Et vous trouverez même des choses que vous ne soupçonniez même pas (en tous cas pas moi) : que, du temps de George Bush fils, les chercheurs relevant d’établissements publics ont fait l’objet de pressions explicites pour orienter, minimiser ou éviter la présentation de leurs résultats, nous ramenant aux plus beaux jours de la science communiste. Oui, le complot était bien là, mais ce sont les ennemis de la science orthodoxe qui en sont les instigateurs, et qui ont manipulé des journalistes crédules ou trop peu scrupuleux.
Le livre de Stéphane Foucart représente sans conteste la meilleure analyse publiée à ce jour sur ce que représente réellemment la mouvance « climato-sceptique », combien de divisions elle compte, comme disait Staline, quels mécanismes sont utilisés pour assurer son financement, et les innombrables coïncidences trop nombreuses pour être honnêtes entre les porte-voix les plus visibles de ce courant de pensée et l’ultralibéralisme américain.
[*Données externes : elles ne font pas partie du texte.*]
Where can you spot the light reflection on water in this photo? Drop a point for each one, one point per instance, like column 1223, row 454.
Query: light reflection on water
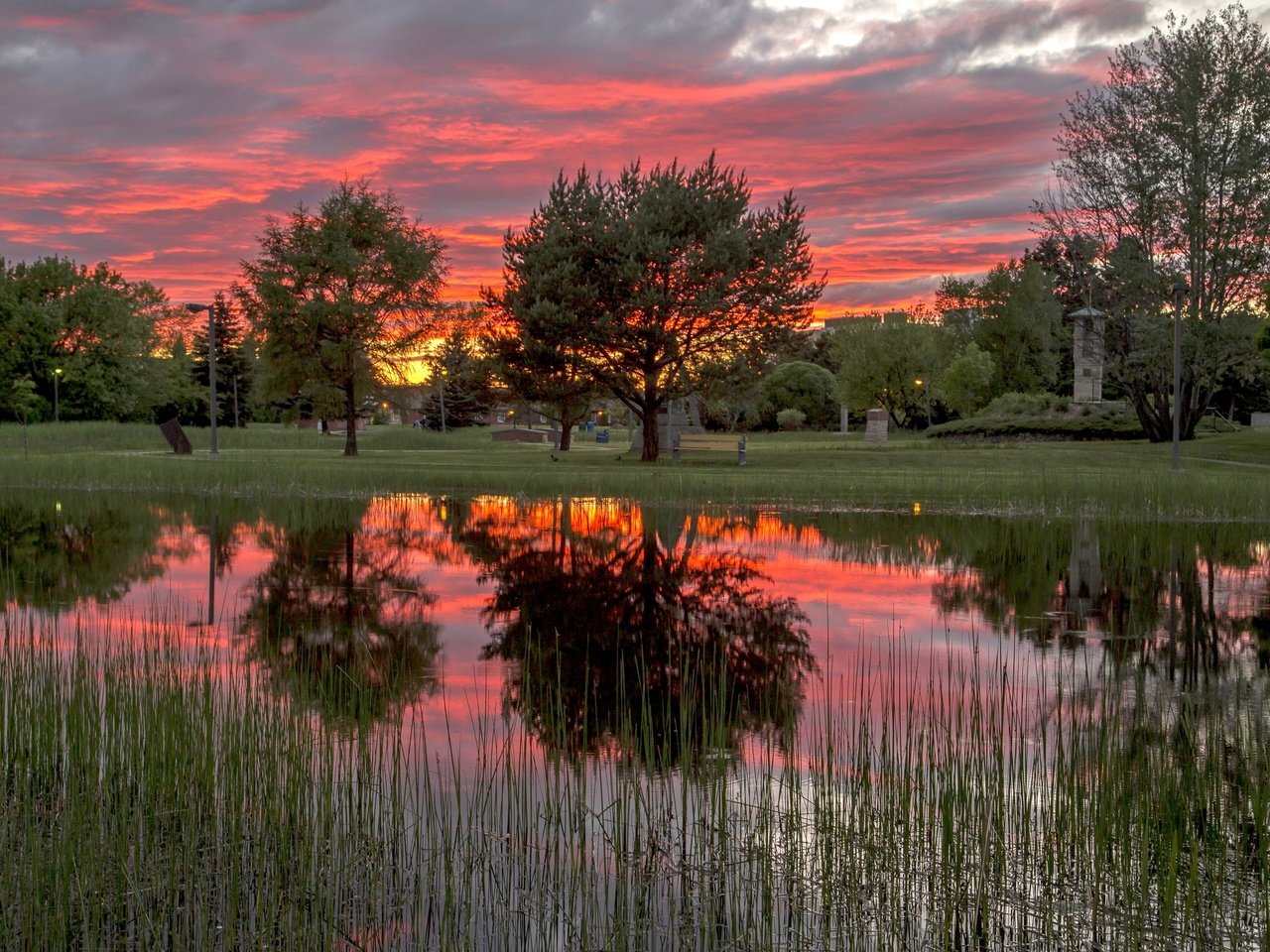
column 417, row 610
column 431, row 620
Même si vous pensez qu’il ne vous apprendra rien sur la question de l’influence de l’homme sur le climat (ce qui n’est pas son but), il faut absolument lire ce livre. Car la question qu’il pose, c’est celle de la légitimité du processus d’information quand la science et les choix politiques se retrouvent confrontés de manière « dure ». Foucart rapporte que la confusion entretenue sur les causes réelles du SIDA en Afrique du Sud, suivant un processus formellement identique à ce qui s’observe pour le climat, a tellement retardé l’action publique qu’elle a rajouté quelques centaines de milliers de morts au bilan de la maladie. En contribuant à l’évidence à ralentir l’action publique et individuelle pertinente, il est à craindre que le climatoscepticisme ne nous laisse une addition considérablement plus lourde…
Et la solution est simple, et du reste Foucart la propose en filigranne : il suffit que les journalistes grand public acceptent, en matière de science, que le filtre des revues scientifiques à comité de lecture est incontournable pour considérer un fait comme acquis. Foucart ne dit pas explicitement que cette conclusion ne se limite pas au climat, mais c’est pourtant évident, mon wher Watson. Il faut appliquer cette règle simple au climat, bien sûr, mais aussi au nucléaire, aux phytosanitaires, aux pollutions maritimes, à l’étude des sols, à l’état des forêts, et plus généralement à tout domaine où il sera question de physique, de chimie, de dommages sanitaires, de biologie, d’écologie (au sens de l’étude des écosystèmes), etc. Cette question peut paraître purement technique, mais en fait, comme elle est indispensable pour ne pas semer la confusion qui empêchera de prendre les bonnes décisions à temps, elle est centrale dans le maintien d’un monde en paix.